Ieri sera guardando voyager,mi ha colpito molto la storia di questo bambino scozzese,voi cosa ne pensate?
Cameron è un bambino scozzese di sei anni, caschetto biondo e occhi azzurri. E’ un bambino come tanti: gli piace ridere, giocare con gli amici e disegnare.
All’asilo, racconta sua madre, iniziò a disegnare la sua casa. Era una villa bianca che si affacciava sul mare; sulla spiaggia c’era un cane maculato e, parcheggiata, un’auto nera. Molto strano, pensò la madre: la famiglia viveva a Clydebank, vicino a Glasgow, e dalla finestra della stanza del bambino non si vedevano che mattoni rossi. Nessuna spiaggia, nessun mare, nessun cane maculato e nessuna auto nera. Da quando aveva due anni il piccolo iniziò a raccontare i particolari di quella che riteneva essere la sua vita precedente e la madre iniziò a preoccuparsi seriamente.
Cameron si ricorda di una vita trascorsa a Barre, un’isola a 300 chilometri dalla sua attuale casa.

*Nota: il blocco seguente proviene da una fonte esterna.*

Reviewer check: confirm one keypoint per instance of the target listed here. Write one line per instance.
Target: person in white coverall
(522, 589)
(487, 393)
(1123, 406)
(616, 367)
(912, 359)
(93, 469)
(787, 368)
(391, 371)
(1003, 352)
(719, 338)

Giocava sulla scogliera col cane, viaggiava molto con la famiglia: ricorda i suoi fratelli, sua madre e suo padre -un certo Shane Robertson- morto sulle strisce pedonali. Cameron non ha mai visto Barre nella sua attuale vita ma, col tempo, cresce in lui un desiderio di rivederla. A sei anni comincia a piangere per la nostalgia dei luoghi a cui era tanto affezionato. La famiglia decide allora di assecondare il suo desiderio, dopo i molti capricci e dopo l’interessamento al caso di una casa di produzione cinematografica in cerca di storie di reincarnati.
La famiglia, con telecamera e psichiatra al seguito, giunge finalmente sull’isola e, dopo un po’ di ricerche, trova una casa bianca che ha tutte le carte in regola per essere la vecchia abitazione di cui parla sempre Cameron. Il piccolo, che di solito è molto espansivo e chiacchierone, ammutolisce di colpo alla vista. E’ tutto come nei suoi ricordi: le stanze, i tre bagni, il cancelletto, il sentiero che porta in spiaggia, il mare… E’ un tuffo in un mare di ricordi che non lo possono lasciare indifferente.
La villa di Cameron, a Barre
Si effettuano delle ricerche, nel frattempo, per saperne di più del Shane Robertson che il piccolo ha indicato come suo padre: nessuno Shane, anche se in effetti una famiglia Robertson trascorse molte vacanze proprio in quel posto, una quarantina di anni fa. Cameron riconosce nelle foto il cane maculato e la grande auto nera che gli era rimasta impressa nella mente. Vorrebbe far conoscere alla sua nuova famiglia i suoi vecchi compagni, ma è tutto inutile: di loro non c’è alcuna traccia.
Cameron torna quindi alla vita di tutti i giorni, sereno e felice per avere almeno avuto la possibilità di trascorrere di nuovo un po’ di tempo nella sua Barre. Ora il suo caso ha fatto il giro del mondo e saltano allo scoperto molti altri bambini con ricordi di vite precedenti.
La spiegazione scientifica a tutto ciò non esiste. Lo psichiatra che si è interessato a Cameron avanza un’ipotesi che perfino lui trova assurda: Cameron avrebbe lo stesso corredo genetico del bambino di Barre. I ricordi racchiusi nel DNA di una persona, ancora prima di nascere: una congettura strampalata per una storia che di ordinario ha davvero poco.